Similarly, the MBA’s Market Composite Index sharply rebounded last week by 16 percent from lower activity levels for most of the month. The rebound, as the MBA cites, may have been partly aided by a delayed spillover of applications from the previous week due to the July 4th holiday.  Most of the increase is attributable to the surge in refinancing, which increased by 20.4 percent on a seasonally-adjusted basis. Purchasing, on the other hand, increased relatively little, by 8.3 percent1 

The 10-year-Treasury yield trended lower over the last month possibly over concerns about the new, COVID-19 variants.  

Meanwhile, housing inventory shortages (particularly, for-sale inventory) continue to constrain the supply side of the market.

The lost momentum of a hot market is evident from looking at the year-over-year percent changes in mortgage purchasing and refinancing, which have both been in negative territory for the last six weeks. On an unadjusted basis, both categories showed year-over-year declines of approximately 29 percent in the latest week. 

The refinance share of mortgage activity increased to 64.1 percent of total applications from 61.6 percent the previous week.
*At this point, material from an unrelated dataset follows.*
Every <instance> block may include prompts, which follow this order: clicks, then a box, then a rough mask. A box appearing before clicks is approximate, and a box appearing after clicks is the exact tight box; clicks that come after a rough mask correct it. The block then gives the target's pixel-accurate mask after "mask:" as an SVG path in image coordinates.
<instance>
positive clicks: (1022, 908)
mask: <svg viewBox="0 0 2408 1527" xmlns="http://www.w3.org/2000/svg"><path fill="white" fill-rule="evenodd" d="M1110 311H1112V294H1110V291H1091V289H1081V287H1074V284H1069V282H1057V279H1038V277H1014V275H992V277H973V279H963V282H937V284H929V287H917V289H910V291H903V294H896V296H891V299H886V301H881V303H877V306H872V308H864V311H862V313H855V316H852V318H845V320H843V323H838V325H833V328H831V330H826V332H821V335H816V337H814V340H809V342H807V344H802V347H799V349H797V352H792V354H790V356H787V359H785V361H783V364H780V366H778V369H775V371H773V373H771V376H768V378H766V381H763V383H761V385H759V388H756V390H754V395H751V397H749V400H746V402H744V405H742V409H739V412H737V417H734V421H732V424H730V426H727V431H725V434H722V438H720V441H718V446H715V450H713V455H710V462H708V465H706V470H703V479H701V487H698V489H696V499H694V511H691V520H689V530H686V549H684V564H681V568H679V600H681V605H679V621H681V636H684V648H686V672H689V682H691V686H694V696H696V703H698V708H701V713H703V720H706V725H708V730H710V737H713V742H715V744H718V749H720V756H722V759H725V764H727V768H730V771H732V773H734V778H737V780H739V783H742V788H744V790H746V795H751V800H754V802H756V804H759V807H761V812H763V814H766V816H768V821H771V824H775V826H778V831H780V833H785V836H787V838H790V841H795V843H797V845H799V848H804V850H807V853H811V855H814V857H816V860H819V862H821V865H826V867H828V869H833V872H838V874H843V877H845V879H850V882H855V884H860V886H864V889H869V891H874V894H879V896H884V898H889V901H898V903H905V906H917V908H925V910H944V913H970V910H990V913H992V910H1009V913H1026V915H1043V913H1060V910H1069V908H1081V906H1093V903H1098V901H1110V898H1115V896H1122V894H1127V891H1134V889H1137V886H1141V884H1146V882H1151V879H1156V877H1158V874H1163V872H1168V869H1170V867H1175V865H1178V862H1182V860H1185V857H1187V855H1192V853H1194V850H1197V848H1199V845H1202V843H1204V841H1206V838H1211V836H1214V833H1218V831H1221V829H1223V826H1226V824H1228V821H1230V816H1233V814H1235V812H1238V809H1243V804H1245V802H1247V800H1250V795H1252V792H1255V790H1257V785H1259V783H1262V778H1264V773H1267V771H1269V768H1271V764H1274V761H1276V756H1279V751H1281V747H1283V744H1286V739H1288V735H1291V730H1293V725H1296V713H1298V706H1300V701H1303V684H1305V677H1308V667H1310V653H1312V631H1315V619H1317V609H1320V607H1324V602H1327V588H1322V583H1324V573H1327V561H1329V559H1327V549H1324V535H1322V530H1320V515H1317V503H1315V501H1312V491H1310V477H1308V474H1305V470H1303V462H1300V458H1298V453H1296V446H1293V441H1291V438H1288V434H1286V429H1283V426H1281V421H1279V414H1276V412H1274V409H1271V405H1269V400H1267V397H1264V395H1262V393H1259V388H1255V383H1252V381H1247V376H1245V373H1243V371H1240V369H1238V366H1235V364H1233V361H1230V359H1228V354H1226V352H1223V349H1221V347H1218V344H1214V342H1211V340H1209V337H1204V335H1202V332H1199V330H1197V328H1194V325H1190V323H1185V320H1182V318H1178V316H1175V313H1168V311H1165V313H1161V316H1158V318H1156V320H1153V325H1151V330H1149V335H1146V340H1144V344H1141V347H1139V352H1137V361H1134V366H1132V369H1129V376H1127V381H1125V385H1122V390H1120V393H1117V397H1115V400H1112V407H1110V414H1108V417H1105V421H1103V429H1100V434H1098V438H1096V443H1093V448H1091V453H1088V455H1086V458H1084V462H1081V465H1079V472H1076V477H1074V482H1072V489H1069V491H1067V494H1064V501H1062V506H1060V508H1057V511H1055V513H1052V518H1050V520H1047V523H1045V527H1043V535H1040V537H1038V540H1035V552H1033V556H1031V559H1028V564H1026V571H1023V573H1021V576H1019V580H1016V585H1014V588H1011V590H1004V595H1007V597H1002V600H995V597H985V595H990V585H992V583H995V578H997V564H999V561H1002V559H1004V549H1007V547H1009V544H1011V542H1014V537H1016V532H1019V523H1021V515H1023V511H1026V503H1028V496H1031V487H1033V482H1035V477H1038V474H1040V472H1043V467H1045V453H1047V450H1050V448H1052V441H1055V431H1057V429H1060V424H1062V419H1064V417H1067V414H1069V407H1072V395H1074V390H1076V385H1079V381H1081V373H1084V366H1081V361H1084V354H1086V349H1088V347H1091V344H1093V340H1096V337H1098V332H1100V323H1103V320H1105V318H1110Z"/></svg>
The adjustable-rate mortgage (ARM) share of activity increased to 3.5 percent of total applications.


Notes:

  1. While the weekly percentage increases of purchasing and refinancing appear to be very close together, the much higher numerical levels of the Refinancing Index than the Purchasing Index (not given in this analysis, but seen in the MBA’s survey data) seem to signify that it plays a much larger role in the Composite Index.